Oh! Well yes, that is a different issue, and I’m sorry I went off on a tangent and wasted a perfectly good etiquette rant. 
But maybe I can recycle some of it. (First, Phil, I think your exclusive/inclusive identification is a little backward: food prepared according to the “strict” rules can be eaten by all three Jewish groups, which makes it more inclusive.) It still boils down to the fact that the host makes the rules but the host has an obligation to be considerate of the guests. This is still true, although from a more mercenary standpoint, in the case of a commercial eatery.
So the question is, who are the hosts in this case? Is this eatery an undertaking of united Hadassah groups or some other temple organizations, including the Orthodox? If the Orthodox shul is in any way involved in supporting this venture it certainly has a right to have a say in the menu.
If not, then the hosts can serve all the unkosher food they want. However, identifying this place as an eatery “for the Jewish community” in this case is indeed somewhat misleading, and in fact more than a little insulting. It’s tantamount to telling the Orthodox Jews that they’re not really part of the Jewish community.
Miss Manners does not look kindly on hosts who claim that they are equally welcoming and open towards all their guests while requiring some of the guests to violate their principles if they want to participate in the event they’re invited to. You don’t ask your strict Amish friends over to watch television, you don’t invite your Catholic friends for a steak dinner on a Friday in Lent, and you don’t request your Orthodox Jewish friends to eat treyf. If you want to host such an event, it’s not polite to claim that you’re holding it for the entire community that includes these people; if you really want everybody to be able to participate, you have to use your imagination to find a different focus for the event that doesn’t violate anyone’s principles, and/or provide some alternatives for the exceptions. (This is one of the reasons that most traditional social events have conversation as their central activity: nobody’s beliefs prohibit them from talking to other people, except maybe Trappist monks, who tend not to get out much anyway. :))
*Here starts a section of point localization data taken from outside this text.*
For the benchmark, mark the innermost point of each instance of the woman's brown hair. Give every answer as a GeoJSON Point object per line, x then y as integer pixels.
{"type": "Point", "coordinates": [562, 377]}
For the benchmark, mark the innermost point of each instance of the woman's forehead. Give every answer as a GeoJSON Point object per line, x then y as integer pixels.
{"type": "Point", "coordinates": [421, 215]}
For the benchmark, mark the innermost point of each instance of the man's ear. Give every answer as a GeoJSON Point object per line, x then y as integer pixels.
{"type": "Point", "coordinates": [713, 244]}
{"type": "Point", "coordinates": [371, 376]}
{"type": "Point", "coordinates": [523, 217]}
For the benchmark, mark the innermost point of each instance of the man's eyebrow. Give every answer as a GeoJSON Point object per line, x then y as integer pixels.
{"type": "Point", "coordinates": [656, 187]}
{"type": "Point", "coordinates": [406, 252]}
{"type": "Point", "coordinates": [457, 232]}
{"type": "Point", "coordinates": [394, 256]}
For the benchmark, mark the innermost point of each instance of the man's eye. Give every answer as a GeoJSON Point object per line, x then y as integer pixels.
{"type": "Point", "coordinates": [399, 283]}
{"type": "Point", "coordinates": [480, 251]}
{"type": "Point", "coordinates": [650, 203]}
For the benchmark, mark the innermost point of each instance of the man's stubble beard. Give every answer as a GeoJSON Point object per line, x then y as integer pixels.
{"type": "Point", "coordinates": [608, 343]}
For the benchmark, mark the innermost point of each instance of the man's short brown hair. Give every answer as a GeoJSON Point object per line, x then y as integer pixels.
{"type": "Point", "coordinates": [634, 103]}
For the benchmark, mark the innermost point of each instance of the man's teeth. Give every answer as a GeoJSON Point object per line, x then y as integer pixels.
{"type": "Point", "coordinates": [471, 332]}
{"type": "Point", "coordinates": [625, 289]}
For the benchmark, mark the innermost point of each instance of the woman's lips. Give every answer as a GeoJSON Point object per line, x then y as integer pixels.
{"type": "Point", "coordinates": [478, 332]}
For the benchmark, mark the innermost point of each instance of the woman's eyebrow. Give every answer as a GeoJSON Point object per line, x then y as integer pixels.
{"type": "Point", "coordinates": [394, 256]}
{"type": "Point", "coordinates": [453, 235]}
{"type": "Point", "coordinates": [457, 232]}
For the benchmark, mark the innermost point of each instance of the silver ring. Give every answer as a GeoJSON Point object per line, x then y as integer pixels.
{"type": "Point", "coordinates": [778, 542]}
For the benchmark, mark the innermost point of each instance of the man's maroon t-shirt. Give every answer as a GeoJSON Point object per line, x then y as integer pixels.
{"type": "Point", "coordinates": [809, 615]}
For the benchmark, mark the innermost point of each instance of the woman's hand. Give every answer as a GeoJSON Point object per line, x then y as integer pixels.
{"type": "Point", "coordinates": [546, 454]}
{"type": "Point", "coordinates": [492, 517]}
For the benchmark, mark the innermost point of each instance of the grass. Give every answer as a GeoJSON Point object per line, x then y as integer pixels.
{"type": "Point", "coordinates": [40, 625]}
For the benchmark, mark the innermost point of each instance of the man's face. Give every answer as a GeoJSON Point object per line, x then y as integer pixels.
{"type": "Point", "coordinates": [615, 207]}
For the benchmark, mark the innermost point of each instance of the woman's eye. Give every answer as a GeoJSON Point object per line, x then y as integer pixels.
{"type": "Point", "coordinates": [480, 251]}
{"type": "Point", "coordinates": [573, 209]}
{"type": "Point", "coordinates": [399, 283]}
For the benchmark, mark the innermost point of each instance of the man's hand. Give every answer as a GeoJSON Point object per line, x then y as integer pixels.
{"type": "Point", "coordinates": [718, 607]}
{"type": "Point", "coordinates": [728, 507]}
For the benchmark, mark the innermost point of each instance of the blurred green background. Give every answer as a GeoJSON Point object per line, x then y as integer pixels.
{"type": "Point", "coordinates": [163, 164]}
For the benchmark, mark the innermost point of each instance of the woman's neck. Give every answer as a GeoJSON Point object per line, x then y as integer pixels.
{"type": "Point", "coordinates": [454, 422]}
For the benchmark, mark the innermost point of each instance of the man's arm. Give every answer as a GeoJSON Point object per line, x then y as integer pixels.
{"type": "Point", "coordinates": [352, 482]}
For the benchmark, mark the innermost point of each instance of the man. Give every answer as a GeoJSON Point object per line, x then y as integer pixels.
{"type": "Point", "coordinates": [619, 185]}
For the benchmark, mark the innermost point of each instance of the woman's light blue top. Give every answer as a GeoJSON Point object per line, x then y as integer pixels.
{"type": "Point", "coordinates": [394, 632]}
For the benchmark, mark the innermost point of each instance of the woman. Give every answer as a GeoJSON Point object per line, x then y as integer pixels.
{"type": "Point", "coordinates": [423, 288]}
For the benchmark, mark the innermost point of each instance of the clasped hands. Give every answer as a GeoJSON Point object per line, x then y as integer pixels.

As I said, hosts can’t always accomodate all of their guests’ requirements, but for something like a private wedding or bar mitzvah the emphasis is supposed to be on the celebration of a joyful event with your selected friends, and not on what or how much food you can squeeze out of the hosts. But a dining establishment, commercial or otherwise, the stated purpose of whose whole existence is to serve food to Jewish people? No, if these hosts are never obeying strict kashrut laws then they are indeed not running an eatery for the Jewish community, they are running one for the Reformed and/or Conservative Jewish community.
That said, I personally would look kindly on some kind of compromise plan where strictly kosher food was served on some nights and more latitude allowed on others, if the kitchen can manage it. Diverse communities do have to make compromises, and saying “we have to do everything my way all the time because my requirements are more stringent” is not a very gracious attitude to take in dealing with others in one’s community, any more than “we’re not going to worry about your requirements because they’re too much bother” is.